Within this narrative, the market panic after the tariff threat is not proof of irresponsibility; it is evidence of how deeply the old order resists change. Investors, analysts, and foreign governments may dislike the uncertainty, but the argument goes that this is what real bargaining looks like. For Trump’s base, the picture is simple: a president using every tool at his disposal – including social media and tariffs – to force global giants like Apple to choose between cheaper overseas labor and full access to the U.S. market.
Seen this way, the transformation of Twitter into X is part of the same project. Old Twitter, with its blue-check hierarchy and content rules, belonged to an establishment that got used to setting the boundaries of acceptable opinion. X, with Musk’s “everything app” ambitions and more permissive approach, is what a new, rough-edged democratic public square looks like.
Narrative 2: X as Decline – and Platforms as Chaos Engines for Policy
In this narrative, we step into the worldview of critics who see X’s evolution and Trump’s tariff diplomacy as symptoms of a deeper erosion of expertise, institutions, and trust.
Here, the same May morning looks very different.
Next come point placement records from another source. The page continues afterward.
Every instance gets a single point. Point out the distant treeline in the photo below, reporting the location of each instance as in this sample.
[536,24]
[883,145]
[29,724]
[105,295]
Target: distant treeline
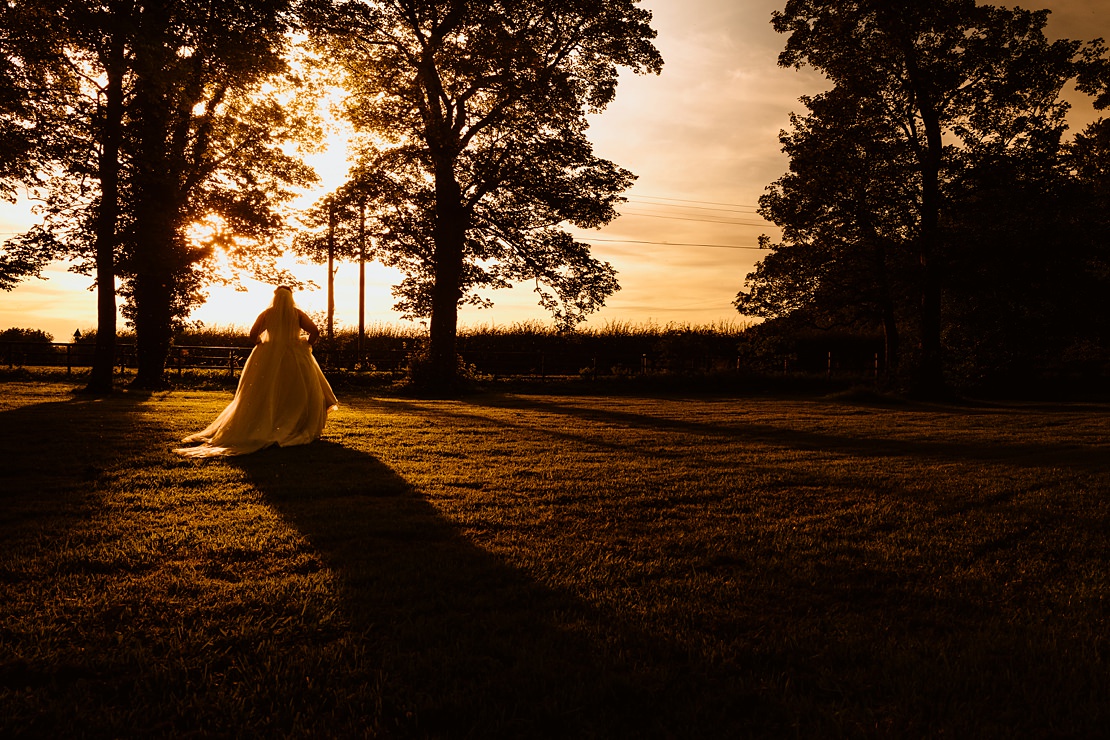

Trump’s tariff threat appears not as shrewd bargaining but as a sudden policy lurch delivered without detailed analysis, consultation, or implementation planning. Economists and supply-chain experts quickly point out that Apple’s global manufacturing network is not a light switch. Building iPhones entirely in the United States, they argue, would require building a vast ecosystem of suppliers that does not currently exist and would likely translate into much higher prices for consumers and fewer devices sold overall.
Critics note that Apple’s shift to India and Vietnam was itself a response to earlier tariff waves and geopolitical tension, including Trump’s own trade measures. Mid-stream threats to punish that diversification, they say, make planning even harder both for companies and for countries trying to attract long-term investment.
In this telling, X and Truth Social are not liberating tools but accelerants. The very features Musk highlights – algorithmic feeds tuned for engagement, paid boosts for subscribers, less aggressive moderation – are precisely what researchers now worry about. The PNAS audit showing higher amplification for right-leaning politicians becomes an early warning. Subsequent studies describing X’s “For You” feed as capable of increasing political animosity in a matter of days are treated as confirmation that the platform nudges users toward more divisive content because it keeps them scrolling.
On top of that, fact-checking organizations and media researchers have documented how the removal of many of Twitter’s earlier safeguards – labels on misleading posts, curated election information panels, and stronger limits on verified impersonation – coincided with spikes in misinformation about elections, vaccines, and conflicts abroad. For critics, a tariff threat launched from this environment is not just a policy proposal; it is a message dropped into a system that reliably amplifies the angriest and most simplistic responses.
They also point to the legal and economic aftermath. Trade trackers now read like weather reports: April’s sweeping “baseline” tariffs on many imports; May’s threats of 50% duties on EU goods and 25% on Apple products; subsequent pauses, carve-outs, and legal challenges in U.S. courts over whether the president has the authority to impose such tariffs under emergency laws. Retailers like Costco have already gone to court arguing that some of the broader tariff packages overstep presidential powers. For critics, this is less “art of the deal” and more governance by mood, with platforms acting as loudspeakers rather than guardrails.
In this narrative, the shift from Twitter to X marks a decline. What was once a messy but moderately predictable layer of public conversation has turned, they argue, into a volatile amplification machine where the loudest voices and most polarizing posts get rewarded. Combine that with a president willing to announce major trade actions in one-off posts, and the result, in their eyes, is a world where supply chains, allies, and ordinary workers live at the mercy of algorithm-driven controversy cycles.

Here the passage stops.